Xin Wang, Shuai Xu, Zhen Ye, Chao-Zheng Zhou and Jing Qin propose a prior information-based variational model for automatic hip joint segmentation and 3D reconstruction. They modify the segmentation and 3D reconstruction problems to find the optimal solution of evolution equations. To solve the topology problem, the optimal edge of the model is represented as its level set. Then, they obtain prior features by automatic sample selection and a discriminative function by training these selected samples, and integrate this prior information into the variational level set model.
Yi-Ying Zhang, Chao-Min Shen, Hao Feng, Preston Thomas Fletcher and Gui-Xu Zhang use generative adversarial networks (GANs) with joint distribution moment matching (JDMM) to generate images. This topic is significant as data generating is a way for solving the problem of lacking labeled data in few-shot learning. Their JDMM-GAN matches the joint distribution based on the maximum mean discrepancy, which minimizes the differences of both the marginal and conditional distributions. The learning procedure is iteratively conducted by the stochastic gradient descent and back-propagation.
Zhi-Hong He and Mei Lu explain the super-edge-connectivity and zeroth-order Randić index.

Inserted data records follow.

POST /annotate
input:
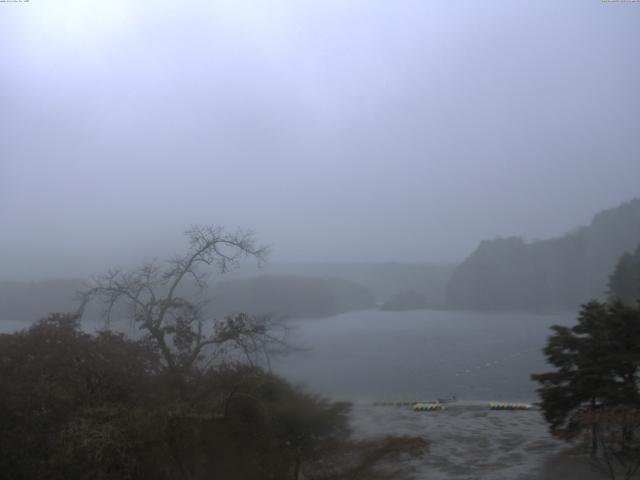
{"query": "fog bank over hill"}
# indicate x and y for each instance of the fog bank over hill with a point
(560, 272)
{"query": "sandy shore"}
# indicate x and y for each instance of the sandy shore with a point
(469, 441)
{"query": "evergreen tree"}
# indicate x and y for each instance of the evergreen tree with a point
(597, 366)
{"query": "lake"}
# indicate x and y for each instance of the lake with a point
(417, 355)
(420, 355)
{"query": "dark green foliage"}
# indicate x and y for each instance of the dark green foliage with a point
(624, 282)
(80, 406)
(597, 365)
(558, 273)
(290, 296)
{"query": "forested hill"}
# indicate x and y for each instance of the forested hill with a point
(558, 273)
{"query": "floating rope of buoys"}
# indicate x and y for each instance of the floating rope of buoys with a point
(427, 407)
(509, 406)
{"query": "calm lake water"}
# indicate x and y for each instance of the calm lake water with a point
(420, 355)
(417, 355)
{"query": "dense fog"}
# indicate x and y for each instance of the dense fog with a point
(339, 131)
(319, 240)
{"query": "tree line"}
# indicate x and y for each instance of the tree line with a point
(189, 398)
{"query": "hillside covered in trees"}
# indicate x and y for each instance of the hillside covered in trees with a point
(557, 273)
(290, 296)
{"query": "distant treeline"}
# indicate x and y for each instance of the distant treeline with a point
(283, 296)
(290, 296)
(509, 273)
(286, 289)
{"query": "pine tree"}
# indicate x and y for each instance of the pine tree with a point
(597, 366)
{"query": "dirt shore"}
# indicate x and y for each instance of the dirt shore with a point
(469, 441)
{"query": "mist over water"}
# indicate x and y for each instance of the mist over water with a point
(373, 356)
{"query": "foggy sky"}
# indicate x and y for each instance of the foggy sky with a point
(338, 130)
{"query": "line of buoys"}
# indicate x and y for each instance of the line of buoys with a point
(431, 406)
(510, 406)
(394, 404)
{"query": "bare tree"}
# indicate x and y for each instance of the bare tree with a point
(176, 325)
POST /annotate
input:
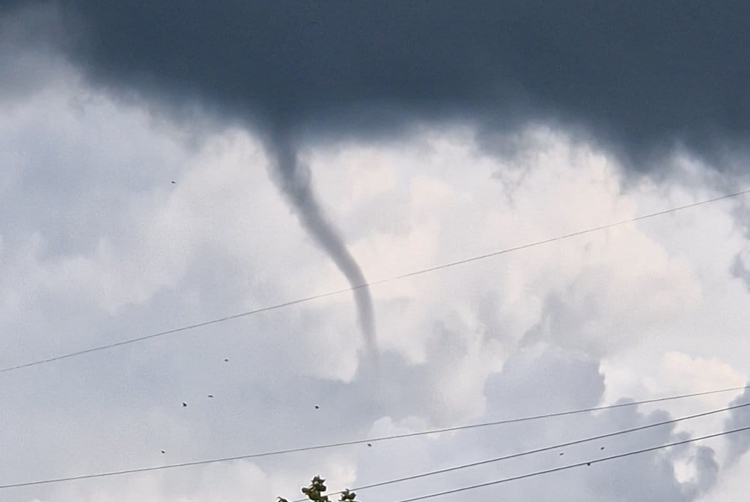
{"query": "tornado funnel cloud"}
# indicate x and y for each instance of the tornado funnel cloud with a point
(293, 179)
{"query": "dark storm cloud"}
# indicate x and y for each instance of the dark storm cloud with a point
(640, 74)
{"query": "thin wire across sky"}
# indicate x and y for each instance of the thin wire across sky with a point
(288, 451)
(374, 283)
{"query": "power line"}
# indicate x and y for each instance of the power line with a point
(541, 450)
(573, 466)
(360, 286)
(360, 441)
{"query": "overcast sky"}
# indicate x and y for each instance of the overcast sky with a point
(169, 163)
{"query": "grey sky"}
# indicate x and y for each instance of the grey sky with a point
(518, 116)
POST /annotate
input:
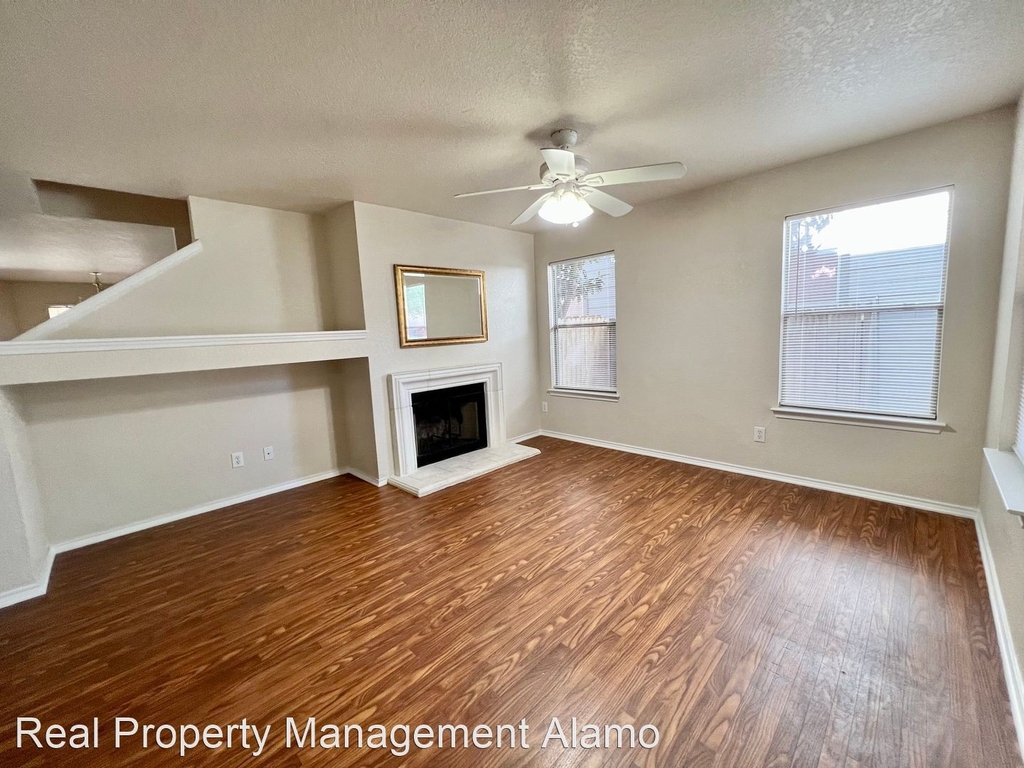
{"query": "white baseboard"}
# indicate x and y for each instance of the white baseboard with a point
(1011, 665)
(39, 588)
(153, 522)
(928, 505)
(378, 481)
(528, 435)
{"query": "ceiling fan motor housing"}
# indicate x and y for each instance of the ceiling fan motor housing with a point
(583, 168)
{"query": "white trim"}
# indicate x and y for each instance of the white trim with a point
(38, 589)
(378, 481)
(1011, 665)
(585, 394)
(153, 522)
(49, 346)
(1009, 475)
(904, 423)
(929, 505)
(526, 436)
(101, 299)
(402, 386)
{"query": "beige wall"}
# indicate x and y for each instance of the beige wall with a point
(339, 245)
(23, 544)
(260, 271)
(31, 299)
(1004, 532)
(119, 452)
(698, 289)
(89, 203)
(8, 316)
(388, 237)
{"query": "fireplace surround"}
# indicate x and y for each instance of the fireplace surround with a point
(404, 385)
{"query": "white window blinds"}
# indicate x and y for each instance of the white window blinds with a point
(862, 299)
(582, 301)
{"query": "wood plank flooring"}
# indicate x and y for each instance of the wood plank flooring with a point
(753, 623)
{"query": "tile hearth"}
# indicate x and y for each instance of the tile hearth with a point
(450, 472)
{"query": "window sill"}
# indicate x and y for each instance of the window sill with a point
(1009, 475)
(585, 394)
(860, 420)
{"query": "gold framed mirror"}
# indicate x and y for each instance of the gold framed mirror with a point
(437, 305)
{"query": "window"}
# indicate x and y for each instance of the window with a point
(582, 301)
(862, 299)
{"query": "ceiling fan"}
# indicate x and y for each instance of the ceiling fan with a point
(572, 193)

They present two sufficient conditions for graphs and triangle-free graphs to be super-edge-connected in terms of the zeroth-order Randić index, respectively.
Zhe Yang and Qing-Bin Gong prove the existence of weakly cooperative equilibria for infinite-leader-infinite-follower games. They first generalize Yang and Ju’s (J Glob Optim 65:563–573, 2016) result in Hausdorff topological vector spaces, and then present the model of leader–follower games with infinitely many leaders and followers. Finally, they provide a proof of the existence result.
We hope that this issue can capture readers’ attention on the optimization models and algorithms in AI, especially in the combination of model-driven and data-driven methods.
All papers in this special issue have been peer-reviewed to meet the high standard of the journal. We wish to express our gratitude to all authors for their significant contribution to this issue. Their quick response and timely revisions are highly appreciated. We acknowledge all reviewers for their thoughtful comments as well.